Le peuple d'Antioche était à peine rassuré contre la vengeance de Théodose qu'un faux bruit renouvela sa frayeur. - On disait que les dispositions de l'empereur étaient toutes changées. - Mais ce trouble s'apaisa dès le soir même par de meilleures nouvelles, et le lendemain saint Chrysostome put commencer son discours en remerciant Dieu d'avoir dissipé cet orage. - Il continua ensuite le sujet des précédentes homélies, et cita l'exemple d'Hérode qui, pour accomplir un serment sacrilège, fit périr le précurseur. - Le serment d'un particulier l'expose personnellement à mille inconvénients, mais celui d'un prince peut devenir, pour tout un peuple, l'occasion des plus grands malheurs, témoins les serments indiscrets de Saül et de Jephté. - L'orateur mentionne également les maux que le roi Sédécias attira sur les Juifs, en violant le serment de fidélité qu'il avait prêté à Nabuchodonosor. - Et comme chacun s'abstenait des bains, parce que Théodose les avait interdits, il demande à ses auditeurs de n'être pas moins fidèles au commandement du Seigneur qui défend le serment et le parjure. - C'est dans Antioche que, pour la première fois, les disciples de Jésus-Christ reçurent le nom de chrétiens; qu'elle soit donc aussi la première ville qui bannisse le blasphème de son enceinte.

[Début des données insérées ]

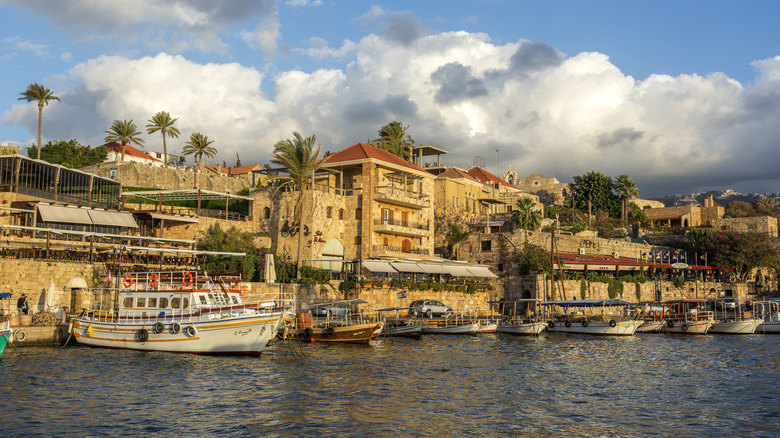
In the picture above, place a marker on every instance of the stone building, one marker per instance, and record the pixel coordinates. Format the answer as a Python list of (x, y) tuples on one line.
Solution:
[(757, 224)]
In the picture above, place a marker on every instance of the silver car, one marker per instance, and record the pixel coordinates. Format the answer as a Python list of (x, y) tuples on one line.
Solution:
[(429, 308)]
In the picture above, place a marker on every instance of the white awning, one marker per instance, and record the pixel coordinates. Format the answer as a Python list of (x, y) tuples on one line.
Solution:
[(70, 215), (481, 271), (112, 218), (378, 266), (174, 218), (459, 271), (407, 267), (433, 269)]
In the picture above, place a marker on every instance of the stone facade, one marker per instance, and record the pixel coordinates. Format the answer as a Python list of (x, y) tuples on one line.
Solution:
[(758, 224)]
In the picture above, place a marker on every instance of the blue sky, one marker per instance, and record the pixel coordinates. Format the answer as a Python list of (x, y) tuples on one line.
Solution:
[(681, 95)]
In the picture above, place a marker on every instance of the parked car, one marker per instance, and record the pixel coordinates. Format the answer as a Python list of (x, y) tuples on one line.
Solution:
[(330, 311), (727, 303), (429, 308)]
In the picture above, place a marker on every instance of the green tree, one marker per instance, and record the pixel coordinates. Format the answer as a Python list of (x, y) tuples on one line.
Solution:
[(739, 251), (124, 133), (42, 95), (525, 216), (625, 187), (596, 188), (394, 139), (301, 160), (71, 154), (457, 236), (163, 122)]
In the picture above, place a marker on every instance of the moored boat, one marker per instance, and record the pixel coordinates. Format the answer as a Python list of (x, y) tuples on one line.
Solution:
[(590, 323), (523, 321), (688, 317), (181, 312)]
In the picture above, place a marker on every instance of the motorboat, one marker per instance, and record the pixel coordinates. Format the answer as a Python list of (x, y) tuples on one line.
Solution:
[(768, 313), (592, 317), (525, 321), (344, 326), (688, 317), (180, 312), (735, 321)]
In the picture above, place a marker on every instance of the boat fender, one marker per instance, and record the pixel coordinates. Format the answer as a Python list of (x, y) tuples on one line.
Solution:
[(20, 335)]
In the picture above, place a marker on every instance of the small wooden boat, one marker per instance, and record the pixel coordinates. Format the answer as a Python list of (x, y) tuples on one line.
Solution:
[(525, 320), (589, 323), (688, 317), (768, 312)]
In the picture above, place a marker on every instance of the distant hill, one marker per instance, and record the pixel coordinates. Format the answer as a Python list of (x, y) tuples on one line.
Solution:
[(722, 197)]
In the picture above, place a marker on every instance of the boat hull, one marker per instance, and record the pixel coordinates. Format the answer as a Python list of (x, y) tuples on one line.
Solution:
[(745, 327), (621, 328), (240, 335), (460, 329), (651, 327), (689, 327), (522, 329)]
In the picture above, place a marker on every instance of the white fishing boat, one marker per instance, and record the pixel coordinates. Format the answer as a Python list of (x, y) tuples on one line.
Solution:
[(768, 313), (181, 312), (591, 317), (734, 322), (525, 318), (688, 317)]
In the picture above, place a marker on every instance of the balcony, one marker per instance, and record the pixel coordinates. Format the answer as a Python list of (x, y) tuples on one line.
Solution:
[(396, 251), (401, 228), (402, 197)]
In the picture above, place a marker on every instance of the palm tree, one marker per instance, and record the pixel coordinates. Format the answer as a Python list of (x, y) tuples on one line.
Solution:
[(298, 156), (394, 139), (42, 95), (625, 187), (124, 133), (162, 122), (525, 216), (199, 145), (457, 236)]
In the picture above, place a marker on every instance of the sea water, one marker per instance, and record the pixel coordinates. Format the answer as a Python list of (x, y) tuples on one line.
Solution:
[(487, 385)]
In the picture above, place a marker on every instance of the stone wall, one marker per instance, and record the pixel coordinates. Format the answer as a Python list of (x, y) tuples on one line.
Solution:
[(144, 175)]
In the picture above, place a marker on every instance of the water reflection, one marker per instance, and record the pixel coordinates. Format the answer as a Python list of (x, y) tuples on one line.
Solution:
[(491, 385)]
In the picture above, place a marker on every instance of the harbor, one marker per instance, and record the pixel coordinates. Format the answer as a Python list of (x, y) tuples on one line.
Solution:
[(486, 385)]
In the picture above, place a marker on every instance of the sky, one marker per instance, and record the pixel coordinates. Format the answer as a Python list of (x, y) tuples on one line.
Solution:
[(683, 96)]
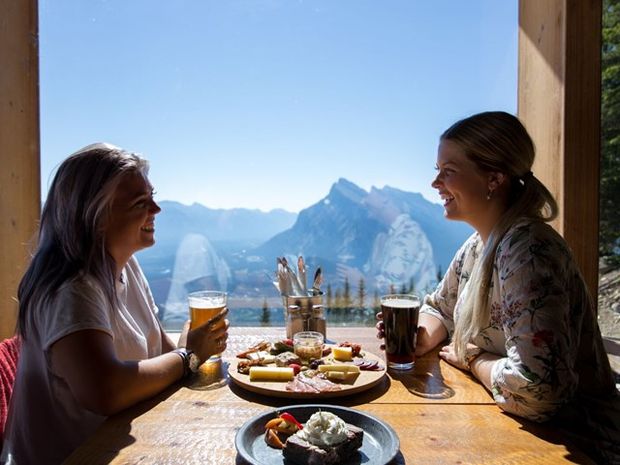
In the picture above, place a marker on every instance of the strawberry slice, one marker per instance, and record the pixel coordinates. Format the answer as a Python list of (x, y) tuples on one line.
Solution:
[(273, 440), (291, 419)]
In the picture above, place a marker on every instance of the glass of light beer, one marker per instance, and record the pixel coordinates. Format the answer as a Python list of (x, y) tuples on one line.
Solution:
[(204, 305), (400, 321)]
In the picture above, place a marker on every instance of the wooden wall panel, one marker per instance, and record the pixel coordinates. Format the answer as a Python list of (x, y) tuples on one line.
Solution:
[(19, 148), (559, 103)]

71411. Hier le démon a excité dans la cité un trouble violent, mais le Seigneur n'a pas moins abondamment daigné nous consoler, en sorte que chacun de nous peut bien dire avec le Psalmiste: Selon la multitude des douleurs de mon âme, vos consolations ont réjoui mon coeur. (Ps 94,19) D'ailleurs la Providence ne s'est pas moins montrée en permettant ce trouble qu'en l'apaisant, car je ne cesse de le dire, et je le répète aujourd'hui, la miséricorde divine éclate dans la cessation de nos maux, tout comme elle est visible dans leur origine. Quand le Seigneur voit que nous inclinons au relâchement, et que nous nous éloignons de sa sainte familiarité, il se retire lui-même, afin que, rendus plus sages par le châtiment, nous revenions à lui avec un nouvel empressement. Au reste ne nous étonnons pas que pour ranimer notre ferveur il tienne cette conduite à notre égard, puisque l'Apôtre assigne la même cause à ses propres tribulations, et à celles de ses disciples. C'est ainsi qu'il dit dans sa seconde Epître aux Corinthiens: Je désire, mes frères, que vous n'ignoriez pas l'affliction qui nous est survenue en Asie; parce qu'elle a été au-dessus de nos forces, jusqu'à nous donner le dégoût de la vie; en sorte que nous avons reçu en nous-mêmes une réponse de mort. (2Co 1,8 2Co 1,9) C'est-à-dire que les périls auxquels j'ai été exposés ont été si fâcheux, que j'avais pris la vie en un profond dégoût, et que je n'attendais que de la mort quelque heureux changement, car tel est le sens de cette parole: Nous avons reçu en nous-mêmes une réponse de mort. Mais le Seigneur, continue-t-il, a dissipé cette tempête et ce (66) désespoir, il a écarté ces nuées orageuses, et il m'a comme arraché du tombeau.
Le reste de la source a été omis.